Now, it's not clear whether he means tax liability or taxable income. As Dylan Matthews explains, that's the difference between a highly progressive (in the technical sense, not the euphemism-for-liberal sense) proposal and one that would affect a lot of middle-class households:
Does the $17,000 cap mean that deductions can’t reduce a person’s taxes by more than $17,000? That would raise a good chunk of revenue, mostly from high earners. Or is Romney proposing that taxpayers can’t reduce the income subject to tax by more than $17,000? That would raise even more money, but it would hit a lot of middle-class households. The typical household gets about $15,000 chopped off its taxable income from the employer health-care exemption alone, so many families would hit the $17,000 limit very quickly.

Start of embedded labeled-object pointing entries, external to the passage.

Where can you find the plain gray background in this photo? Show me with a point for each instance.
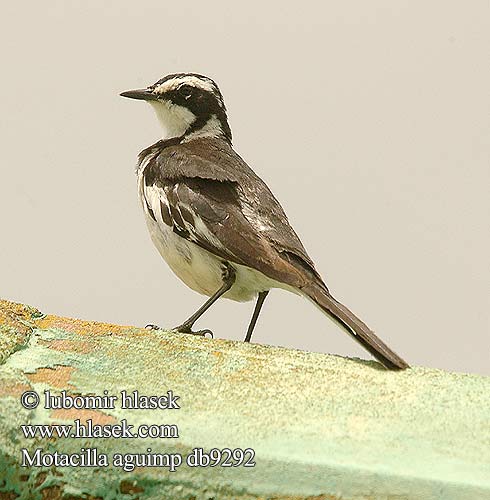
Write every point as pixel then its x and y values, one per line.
pixel 369 121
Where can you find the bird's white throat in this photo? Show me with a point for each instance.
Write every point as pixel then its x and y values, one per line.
pixel 176 120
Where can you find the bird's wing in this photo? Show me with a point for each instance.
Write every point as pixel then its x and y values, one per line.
pixel 215 208
pixel 208 160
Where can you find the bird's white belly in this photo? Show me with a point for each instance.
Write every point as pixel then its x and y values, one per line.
pixel 203 271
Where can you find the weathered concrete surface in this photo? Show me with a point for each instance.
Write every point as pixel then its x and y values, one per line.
pixel 322 426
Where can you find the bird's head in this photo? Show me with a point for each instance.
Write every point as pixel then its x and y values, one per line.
pixel 187 105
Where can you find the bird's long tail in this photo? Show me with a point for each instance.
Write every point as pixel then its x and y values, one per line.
pixel 354 326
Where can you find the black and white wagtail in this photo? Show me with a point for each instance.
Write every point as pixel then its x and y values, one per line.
pixel 215 222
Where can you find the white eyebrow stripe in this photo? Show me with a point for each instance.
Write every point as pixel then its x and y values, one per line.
pixel 194 81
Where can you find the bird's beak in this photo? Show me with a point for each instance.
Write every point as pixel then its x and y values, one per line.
pixel 142 94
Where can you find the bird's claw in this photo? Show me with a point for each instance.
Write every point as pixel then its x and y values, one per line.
pixel 183 329
pixel 187 329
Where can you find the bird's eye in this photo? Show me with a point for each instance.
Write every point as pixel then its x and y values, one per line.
pixel 186 91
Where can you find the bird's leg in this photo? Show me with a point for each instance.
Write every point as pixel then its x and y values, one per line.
pixel 229 276
pixel 255 316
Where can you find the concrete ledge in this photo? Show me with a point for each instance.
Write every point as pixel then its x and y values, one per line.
pixel 322 426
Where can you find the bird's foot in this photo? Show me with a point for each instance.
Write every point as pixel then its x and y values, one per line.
pixel 188 329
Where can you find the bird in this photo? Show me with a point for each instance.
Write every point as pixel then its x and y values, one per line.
pixel 215 221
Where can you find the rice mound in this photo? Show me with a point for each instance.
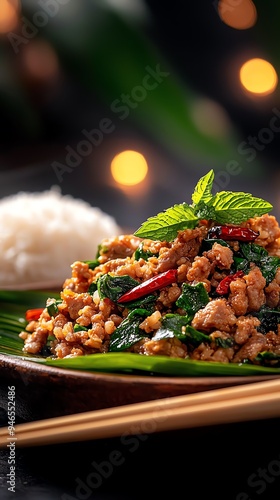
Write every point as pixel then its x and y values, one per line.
pixel 43 233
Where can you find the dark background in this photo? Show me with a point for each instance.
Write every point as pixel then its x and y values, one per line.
pixel 101 50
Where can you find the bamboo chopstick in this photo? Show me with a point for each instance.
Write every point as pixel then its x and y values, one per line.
pixel 227 405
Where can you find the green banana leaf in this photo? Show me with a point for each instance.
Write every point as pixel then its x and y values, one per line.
pixel 13 305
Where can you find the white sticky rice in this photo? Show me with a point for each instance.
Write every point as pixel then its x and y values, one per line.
pixel 42 234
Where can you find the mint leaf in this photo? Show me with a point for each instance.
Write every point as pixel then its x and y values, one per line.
pixel 226 207
pixel 203 189
pixel 236 207
pixel 165 225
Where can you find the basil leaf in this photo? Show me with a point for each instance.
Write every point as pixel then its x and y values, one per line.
pixel 192 298
pixel 172 326
pixel 143 254
pixel 165 225
pixel 128 332
pixel 236 207
pixel 202 191
pixel 269 319
pixel 113 287
pixel 223 207
pixel 268 264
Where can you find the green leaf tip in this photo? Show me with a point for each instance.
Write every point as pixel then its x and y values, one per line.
pixel 225 207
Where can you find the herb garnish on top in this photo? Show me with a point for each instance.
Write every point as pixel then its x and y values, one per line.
pixel 225 207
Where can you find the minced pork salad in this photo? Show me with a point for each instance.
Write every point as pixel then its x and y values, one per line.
pixel 198 281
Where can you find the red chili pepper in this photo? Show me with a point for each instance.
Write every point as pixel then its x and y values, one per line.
pixel 233 233
pixel 33 314
pixel 150 285
pixel 223 286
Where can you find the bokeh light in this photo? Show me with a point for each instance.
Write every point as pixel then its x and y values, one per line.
pixel 239 15
pixel 258 76
pixel 129 168
pixel 40 60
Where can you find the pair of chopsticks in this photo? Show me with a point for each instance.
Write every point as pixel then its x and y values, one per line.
pixel 254 401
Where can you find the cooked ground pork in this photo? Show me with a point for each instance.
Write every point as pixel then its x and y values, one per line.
pixel 222 306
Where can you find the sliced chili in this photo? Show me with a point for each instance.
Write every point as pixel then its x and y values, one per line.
pixel 149 286
pixel 33 314
pixel 223 286
pixel 233 233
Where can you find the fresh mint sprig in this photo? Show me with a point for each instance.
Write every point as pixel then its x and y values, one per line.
pixel 225 207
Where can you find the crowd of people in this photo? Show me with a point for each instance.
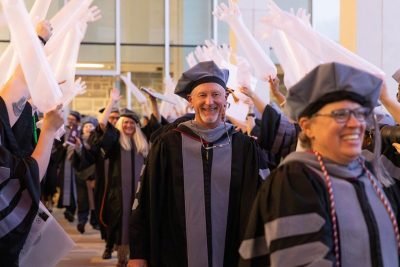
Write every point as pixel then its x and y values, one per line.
pixel 297 186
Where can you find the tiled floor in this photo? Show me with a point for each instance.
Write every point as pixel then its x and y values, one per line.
pixel 89 246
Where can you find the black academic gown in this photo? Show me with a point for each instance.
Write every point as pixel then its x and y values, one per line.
pixel 290 219
pixel 277 135
pixel 111 203
pixel 158 221
pixel 20 171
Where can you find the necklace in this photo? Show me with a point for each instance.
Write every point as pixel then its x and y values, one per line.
pixel 378 192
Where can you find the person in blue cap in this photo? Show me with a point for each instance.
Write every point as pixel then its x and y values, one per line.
pixel 328 205
pixel 198 184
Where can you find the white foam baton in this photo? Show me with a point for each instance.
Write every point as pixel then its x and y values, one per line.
pixel 43 88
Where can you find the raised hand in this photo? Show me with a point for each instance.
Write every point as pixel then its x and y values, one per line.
pixel 200 54
pixel 225 52
pixel 191 60
pixel 53 119
pixel 211 49
pixel 44 30
pixel 80 86
pixel 230 14
pixel 115 95
pixel 94 14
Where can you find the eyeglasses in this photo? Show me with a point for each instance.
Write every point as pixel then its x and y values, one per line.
pixel 343 115
pixel 216 145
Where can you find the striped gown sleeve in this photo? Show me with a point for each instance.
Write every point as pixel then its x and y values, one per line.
pixel 289 224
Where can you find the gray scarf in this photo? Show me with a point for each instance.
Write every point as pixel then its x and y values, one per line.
pixel 351 170
pixel 210 135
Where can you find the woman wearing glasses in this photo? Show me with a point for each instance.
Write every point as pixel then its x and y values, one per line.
pixel 327 206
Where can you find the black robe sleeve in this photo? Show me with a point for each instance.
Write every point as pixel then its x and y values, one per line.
pixel 151 127
pixel 289 194
pixel 278 135
pixel 144 221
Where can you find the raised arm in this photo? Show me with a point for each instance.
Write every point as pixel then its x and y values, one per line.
pixel 52 121
pixel 154 108
pixel 114 98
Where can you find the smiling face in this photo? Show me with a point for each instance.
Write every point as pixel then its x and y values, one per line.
pixel 340 142
pixel 72 121
pixel 87 128
pixel 128 126
pixel 113 118
pixel 209 102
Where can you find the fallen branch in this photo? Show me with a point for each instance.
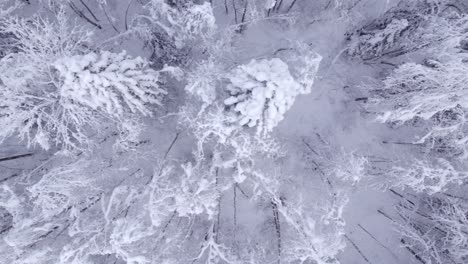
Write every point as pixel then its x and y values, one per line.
pixel 357 249
pixel 16 157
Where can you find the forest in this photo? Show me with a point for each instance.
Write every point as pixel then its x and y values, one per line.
pixel 233 131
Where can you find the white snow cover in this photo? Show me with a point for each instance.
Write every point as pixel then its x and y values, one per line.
pixel 110 82
pixel 262 91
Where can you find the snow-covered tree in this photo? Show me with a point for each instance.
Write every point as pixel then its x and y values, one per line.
pixel 174 28
pixel 261 92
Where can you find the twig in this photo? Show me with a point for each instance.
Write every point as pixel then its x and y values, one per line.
pixel 9 177
pixel 225 7
pixel 235 10
pixel 172 144
pixel 278 5
pixel 108 19
pixel 242 191
pixel 16 157
pixel 80 14
pixel 274 208
pixel 384 214
pixel 412 251
pixel 126 14
pixel 401 196
pixel 380 243
pixel 357 249
pixel 291 6
pixel 89 10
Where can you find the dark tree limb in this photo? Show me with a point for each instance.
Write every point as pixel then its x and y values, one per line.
pixel 16 157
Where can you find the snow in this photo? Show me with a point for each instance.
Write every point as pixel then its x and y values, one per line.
pixel 252 143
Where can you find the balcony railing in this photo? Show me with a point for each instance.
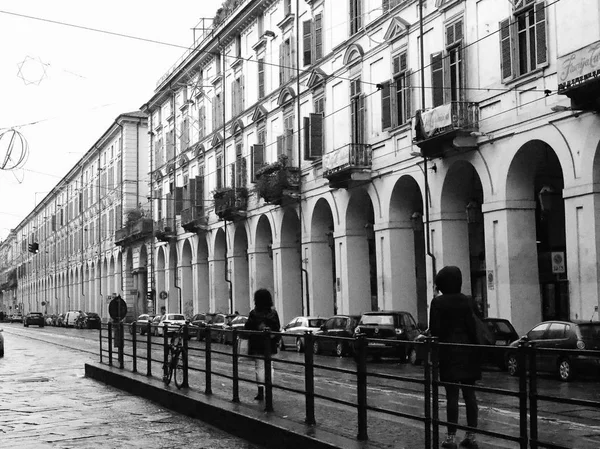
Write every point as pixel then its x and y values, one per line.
pixel 231 203
pixel 350 163
pixel 194 219
pixel 132 232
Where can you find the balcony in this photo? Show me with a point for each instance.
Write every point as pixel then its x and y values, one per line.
pixel 133 232
pixel 194 219
pixel 348 166
pixel 277 183
pixel 446 127
pixel 164 229
pixel 231 203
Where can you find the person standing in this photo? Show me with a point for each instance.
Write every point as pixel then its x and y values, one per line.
pixel 452 320
pixel 262 317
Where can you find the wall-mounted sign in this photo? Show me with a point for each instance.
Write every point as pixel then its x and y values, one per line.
pixel 579 67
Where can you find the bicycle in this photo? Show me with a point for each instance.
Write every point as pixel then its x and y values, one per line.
pixel 175 362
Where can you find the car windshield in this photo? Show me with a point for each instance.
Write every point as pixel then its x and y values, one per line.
pixel 377 319
pixel 590 331
pixel 316 322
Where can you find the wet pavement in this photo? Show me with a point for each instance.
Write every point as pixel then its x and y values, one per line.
pixel 46 402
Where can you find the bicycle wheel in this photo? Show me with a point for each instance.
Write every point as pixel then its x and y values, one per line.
pixel 179 371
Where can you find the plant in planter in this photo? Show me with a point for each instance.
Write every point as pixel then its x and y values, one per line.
pixel 274 181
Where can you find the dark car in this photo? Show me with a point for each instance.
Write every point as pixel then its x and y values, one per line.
pixel 385 327
pixel 238 323
pixel 504 334
pixel 35 318
pixel 566 335
pixel 336 326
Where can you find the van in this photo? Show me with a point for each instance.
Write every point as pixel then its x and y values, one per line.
pixel 71 318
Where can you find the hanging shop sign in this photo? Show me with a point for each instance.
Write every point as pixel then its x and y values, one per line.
pixel 579 67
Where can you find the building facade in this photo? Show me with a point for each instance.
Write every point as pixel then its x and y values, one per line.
pixel 62 256
pixel 339 153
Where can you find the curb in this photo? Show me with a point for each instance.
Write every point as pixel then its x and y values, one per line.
pixel 255 426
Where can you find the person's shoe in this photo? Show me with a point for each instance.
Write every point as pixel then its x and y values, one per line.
pixel 469 442
pixel 261 394
pixel 449 442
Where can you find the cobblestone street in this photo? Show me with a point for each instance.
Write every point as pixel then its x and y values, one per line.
pixel 46 402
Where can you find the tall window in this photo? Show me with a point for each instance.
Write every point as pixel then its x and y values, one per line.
pixel 523 40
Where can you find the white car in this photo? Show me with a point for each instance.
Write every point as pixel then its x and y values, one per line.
pixel 173 320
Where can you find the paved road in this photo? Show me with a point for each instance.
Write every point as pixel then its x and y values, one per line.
pixel 46 402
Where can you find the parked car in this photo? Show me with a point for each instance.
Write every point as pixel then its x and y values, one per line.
pixel 35 318
pixel 336 326
pixel 293 332
pixel 576 335
pixel 173 321
pixel 504 334
pixel 238 323
pixel 391 326
pixel 141 324
pixel 217 324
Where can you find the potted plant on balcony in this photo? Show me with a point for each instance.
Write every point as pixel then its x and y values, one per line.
pixel 275 181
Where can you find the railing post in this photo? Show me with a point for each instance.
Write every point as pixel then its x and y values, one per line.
pixel 109 343
pixel 121 345
pixel 533 424
pixel 208 360
pixel 268 378
pixel 165 350
pixel 523 423
pixel 361 385
pixel 149 349
pixel 234 360
pixel 435 393
pixel 185 356
pixel 309 377
pixel 427 390
pixel 134 346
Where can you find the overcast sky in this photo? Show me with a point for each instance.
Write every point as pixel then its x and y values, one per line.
pixel 72 83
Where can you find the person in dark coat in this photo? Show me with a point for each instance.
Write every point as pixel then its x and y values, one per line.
pixel 262 317
pixel 451 320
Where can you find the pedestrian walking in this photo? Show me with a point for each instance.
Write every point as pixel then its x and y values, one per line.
pixel 262 317
pixel 452 320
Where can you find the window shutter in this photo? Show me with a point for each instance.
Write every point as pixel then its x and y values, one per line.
pixel 437 79
pixel 386 106
pixel 307 41
pixel 316 136
pixel 541 49
pixel 258 159
pixel 318 36
pixel 506 49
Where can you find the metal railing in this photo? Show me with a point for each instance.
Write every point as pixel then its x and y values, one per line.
pixel 365 381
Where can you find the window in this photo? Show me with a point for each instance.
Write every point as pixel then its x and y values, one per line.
pixel 447 67
pixel 357 111
pixel 523 40
pixel 312 41
pixel 355 16
pixel 396 94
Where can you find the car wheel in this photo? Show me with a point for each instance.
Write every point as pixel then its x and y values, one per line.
pixel 316 348
pixel 512 365
pixel 299 345
pixel 565 370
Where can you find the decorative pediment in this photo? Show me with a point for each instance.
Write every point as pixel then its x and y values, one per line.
pixel 260 113
pixel 316 77
pixel 237 126
pixel 217 139
pixel 354 54
pixel 398 28
pixel 286 94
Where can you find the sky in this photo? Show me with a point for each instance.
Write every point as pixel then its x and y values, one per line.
pixel 62 86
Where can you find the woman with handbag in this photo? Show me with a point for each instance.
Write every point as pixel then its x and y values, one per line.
pixel 262 317
pixel 452 320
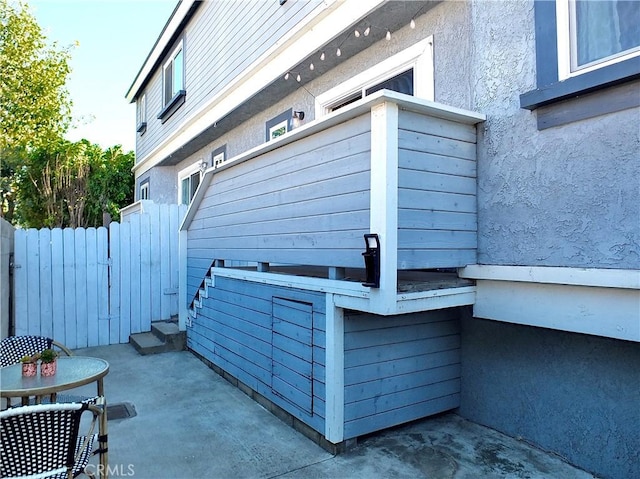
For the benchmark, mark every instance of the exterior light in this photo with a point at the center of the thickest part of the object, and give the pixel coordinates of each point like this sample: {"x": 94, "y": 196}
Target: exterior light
{"x": 372, "y": 260}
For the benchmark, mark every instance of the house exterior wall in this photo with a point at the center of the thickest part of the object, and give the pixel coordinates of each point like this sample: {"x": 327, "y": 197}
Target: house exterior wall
{"x": 563, "y": 196}
{"x": 399, "y": 368}
{"x": 252, "y": 28}
{"x": 240, "y": 329}
{"x": 571, "y": 393}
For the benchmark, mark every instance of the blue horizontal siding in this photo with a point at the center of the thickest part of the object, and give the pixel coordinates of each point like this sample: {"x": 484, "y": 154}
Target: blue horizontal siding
{"x": 399, "y": 369}
{"x": 234, "y": 331}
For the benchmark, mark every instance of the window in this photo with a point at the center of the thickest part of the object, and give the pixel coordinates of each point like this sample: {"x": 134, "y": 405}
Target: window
{"x": 144, "y": 189}
{"x": 218, "y": 156}
{"x": 410, "y": 72}
{"x": 173, "y": 75}
{"x": 593, "y": 34}
{"x": 279, "y": 125}
{"x": 583, "y": 46}
{"x": 402, "y": 83}
{"x": 173, "y": 82}
{"x": 188, "y": 181}
{"x": 141, "y": 114}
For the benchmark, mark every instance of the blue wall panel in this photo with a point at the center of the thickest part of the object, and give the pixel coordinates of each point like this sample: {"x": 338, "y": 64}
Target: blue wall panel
{"x": 399, "y": 368}
{"x": 270, "y": 338}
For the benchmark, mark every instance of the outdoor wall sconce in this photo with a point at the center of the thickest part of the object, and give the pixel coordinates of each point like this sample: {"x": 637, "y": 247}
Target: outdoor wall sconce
{"x": 372, "y": 260}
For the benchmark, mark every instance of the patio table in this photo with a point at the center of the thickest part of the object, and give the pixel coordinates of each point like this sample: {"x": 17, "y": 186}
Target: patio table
{"x": 72, "y": 372}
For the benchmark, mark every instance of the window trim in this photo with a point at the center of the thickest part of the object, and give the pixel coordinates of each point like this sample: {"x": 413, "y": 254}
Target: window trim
{"x": 141, "y": 127}
{"x": 199, "y": 166}
{"x": 144, "y": 185}
{"x": 549, "y": 88}
{"x": 418, "y": 56}
{"x": 170, "y": 106}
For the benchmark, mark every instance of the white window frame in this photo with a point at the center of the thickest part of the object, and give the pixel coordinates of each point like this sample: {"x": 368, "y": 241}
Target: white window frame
{"x": 419, "y": 57}
{"x": 565, "y": 21}
{"x": 144, "y": 190}
{"x": 197, "y": 167}
{"x": 142, "y": 111}
{"x": 170, "y": 63}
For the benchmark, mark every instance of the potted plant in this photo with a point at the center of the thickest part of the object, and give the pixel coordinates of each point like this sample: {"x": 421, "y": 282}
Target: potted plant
{"x": 29, "y": 365}
{"x": 48, "y": 358}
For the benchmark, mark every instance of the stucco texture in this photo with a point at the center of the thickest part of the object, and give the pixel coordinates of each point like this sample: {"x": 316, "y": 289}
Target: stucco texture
{"x": 564, "y": 196}
{"x": 574, "y": 394}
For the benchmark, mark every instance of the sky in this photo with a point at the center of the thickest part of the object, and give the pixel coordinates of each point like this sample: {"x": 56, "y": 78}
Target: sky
{"x": 115, "y": 37}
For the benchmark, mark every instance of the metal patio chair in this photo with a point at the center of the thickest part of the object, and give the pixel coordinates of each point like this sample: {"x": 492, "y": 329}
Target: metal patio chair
{"x": 46, "y": 441}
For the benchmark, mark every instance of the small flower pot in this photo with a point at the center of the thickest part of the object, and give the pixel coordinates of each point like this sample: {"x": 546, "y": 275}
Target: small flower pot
{"x": 48, "y": 369}
{"x": 29, "y": 369}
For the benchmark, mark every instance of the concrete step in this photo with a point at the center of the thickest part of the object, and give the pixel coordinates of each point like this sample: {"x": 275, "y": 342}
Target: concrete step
{"x": 164, "y": 336}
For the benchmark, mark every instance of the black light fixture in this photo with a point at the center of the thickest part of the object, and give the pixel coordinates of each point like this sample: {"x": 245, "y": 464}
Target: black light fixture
{"x": 372, "y": 260}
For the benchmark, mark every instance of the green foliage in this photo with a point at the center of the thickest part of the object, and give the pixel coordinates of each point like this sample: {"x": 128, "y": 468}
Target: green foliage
{"x": 71, "y": 184}
{"x": 47, "y": 181}
{"x": 35, "y": 107}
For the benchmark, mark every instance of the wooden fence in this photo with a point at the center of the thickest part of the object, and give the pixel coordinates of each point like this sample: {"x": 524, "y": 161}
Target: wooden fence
{"x": 96, "y": 286}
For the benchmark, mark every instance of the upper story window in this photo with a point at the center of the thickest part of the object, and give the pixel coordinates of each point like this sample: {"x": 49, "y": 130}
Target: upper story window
{"x": 144, "y": 189}
{"x": 188, "y": 181}
{"x": 593, "y": 34}
{"x": 584, "y": 46}
{"x": 173, "y": 82}
{"x": 173, "y": 75}
{"x": 410, "y": 72}
{"x": 141, "y": 114}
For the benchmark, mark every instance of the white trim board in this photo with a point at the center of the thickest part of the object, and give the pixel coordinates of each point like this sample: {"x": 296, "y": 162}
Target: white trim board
{"x": 600, "y": 311}
{"x": 599, "y": 277}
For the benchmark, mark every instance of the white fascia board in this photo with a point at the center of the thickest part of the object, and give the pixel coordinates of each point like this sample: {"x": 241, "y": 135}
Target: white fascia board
{"x": 411, "y": 302}
{"x": 319, "y": 27}
{"x": 290, "y": 281}
{"x": 598, "y": 277}
{"x": 162, "y": 42}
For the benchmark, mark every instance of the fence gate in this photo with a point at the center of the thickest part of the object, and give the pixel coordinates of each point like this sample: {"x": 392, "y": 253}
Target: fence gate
{"x": 96, "y": 286}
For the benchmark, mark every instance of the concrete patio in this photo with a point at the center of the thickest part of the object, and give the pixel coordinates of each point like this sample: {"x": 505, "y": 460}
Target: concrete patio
{"x": 189, "y": 422}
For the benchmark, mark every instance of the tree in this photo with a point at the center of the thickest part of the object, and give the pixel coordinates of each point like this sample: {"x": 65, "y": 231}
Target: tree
{"x": 72, "y": 184}
{"x": 35, "y": 108}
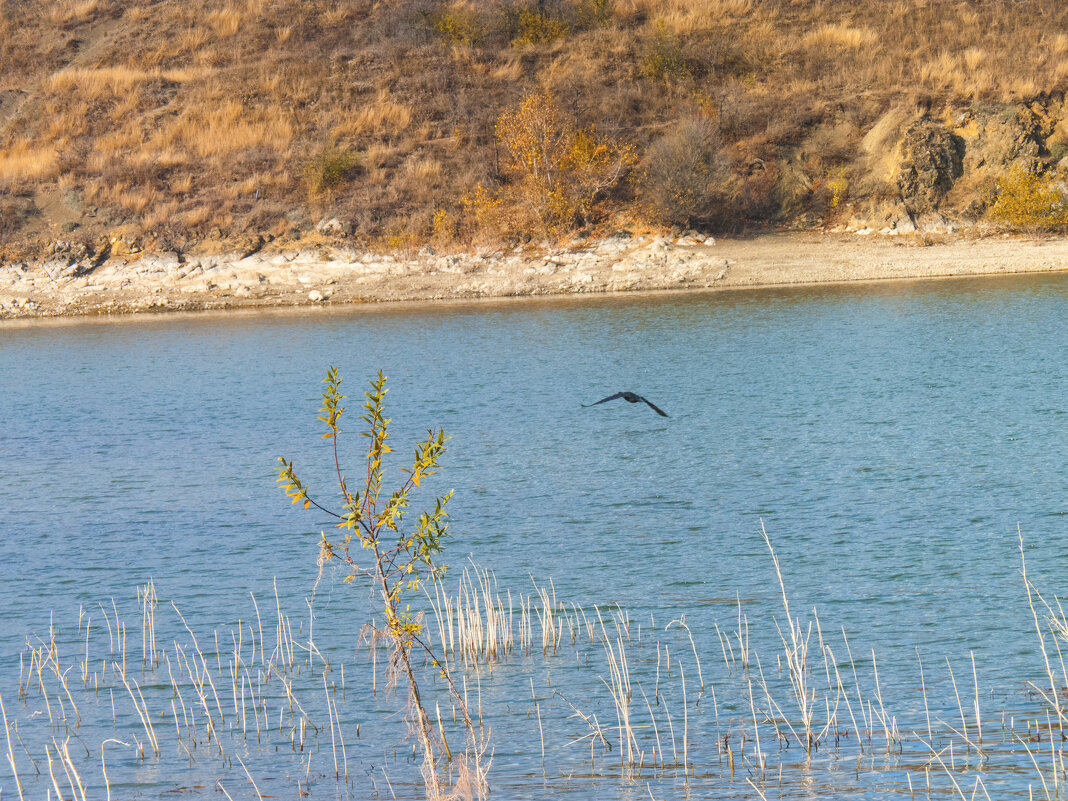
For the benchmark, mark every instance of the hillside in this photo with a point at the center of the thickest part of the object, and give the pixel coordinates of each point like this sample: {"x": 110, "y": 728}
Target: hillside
{"x": 191, "y": 125}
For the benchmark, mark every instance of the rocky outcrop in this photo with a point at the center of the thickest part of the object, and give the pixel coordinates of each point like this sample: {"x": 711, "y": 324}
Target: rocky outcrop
{"x": 71, "y": 280}
{"x": 932, "y": 159}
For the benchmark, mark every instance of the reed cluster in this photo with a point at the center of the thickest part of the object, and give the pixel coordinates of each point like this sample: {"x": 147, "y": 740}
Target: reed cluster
{"x": 612, "y": 697}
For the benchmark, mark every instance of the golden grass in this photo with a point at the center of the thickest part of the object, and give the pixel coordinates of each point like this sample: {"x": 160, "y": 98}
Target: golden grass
{"x": 24, "y": 161}
{"x": 220, "y": 131}
{"x": 98, "y": 82}
{"x": 198, "y": 96}
{"x": 385, "y": 115}
{"x": 686, "y": 16}
{"x": 423, "y": 169}
{"x": 225, "y": 21}
{"x": 73, "y": 11}
{"x": 842, "y": 35}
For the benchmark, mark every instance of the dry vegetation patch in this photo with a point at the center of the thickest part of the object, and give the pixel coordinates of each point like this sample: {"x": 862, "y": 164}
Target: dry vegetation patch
{"x": 156, "y": 114}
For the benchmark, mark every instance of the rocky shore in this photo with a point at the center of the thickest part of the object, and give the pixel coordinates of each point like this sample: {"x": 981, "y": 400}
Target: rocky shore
{"x": 69, "y": 283}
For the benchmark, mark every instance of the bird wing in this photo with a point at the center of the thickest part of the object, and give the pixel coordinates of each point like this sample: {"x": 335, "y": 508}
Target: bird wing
{"x": 656, "y": 408}
{"x": 610, "y": 397}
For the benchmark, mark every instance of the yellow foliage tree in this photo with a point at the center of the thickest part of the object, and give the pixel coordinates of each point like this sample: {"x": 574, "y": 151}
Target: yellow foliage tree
{"x": 561, "y": 170}
{"x": 1031, "y": 201}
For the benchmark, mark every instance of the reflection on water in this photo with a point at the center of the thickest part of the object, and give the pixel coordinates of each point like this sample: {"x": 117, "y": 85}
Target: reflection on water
{"x": 891, "y": 437}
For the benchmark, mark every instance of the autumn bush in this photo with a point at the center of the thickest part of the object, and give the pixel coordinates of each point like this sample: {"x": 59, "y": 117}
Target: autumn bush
{"x": 328, "y": 169}
{"x": 559, "y": 171}
{"x": 1031, "y": 201}
{"x": 686, "y": 179}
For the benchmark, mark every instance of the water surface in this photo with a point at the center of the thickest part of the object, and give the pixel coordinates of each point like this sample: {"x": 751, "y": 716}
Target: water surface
{"x": 891, "y": 438}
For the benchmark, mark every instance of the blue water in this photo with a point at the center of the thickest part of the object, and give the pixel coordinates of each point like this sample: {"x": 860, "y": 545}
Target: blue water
{"x": 890, "y": 437}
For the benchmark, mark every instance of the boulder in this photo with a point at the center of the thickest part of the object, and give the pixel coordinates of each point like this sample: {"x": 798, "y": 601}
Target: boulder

Sahil Kapur adds that if the change did affect only the rich, it wouldn't produce enough new money to pay for the tax-rate cuts Romney wants to make. So there remain questions as to the basic math of Romney's plan to pay for deep cuts to high-income tax rates without raising middle-class taxes. Still, good to see him floating a serious idea.
I expect we'll hear more about this at the first debate tonight. Along with party flacks talking down expectations, Jim Lehrer asking (hopefully) less inane questions than your average bear, and perhaps Romney offering Obama sincere congratulations on a certain nonprofessional achievement.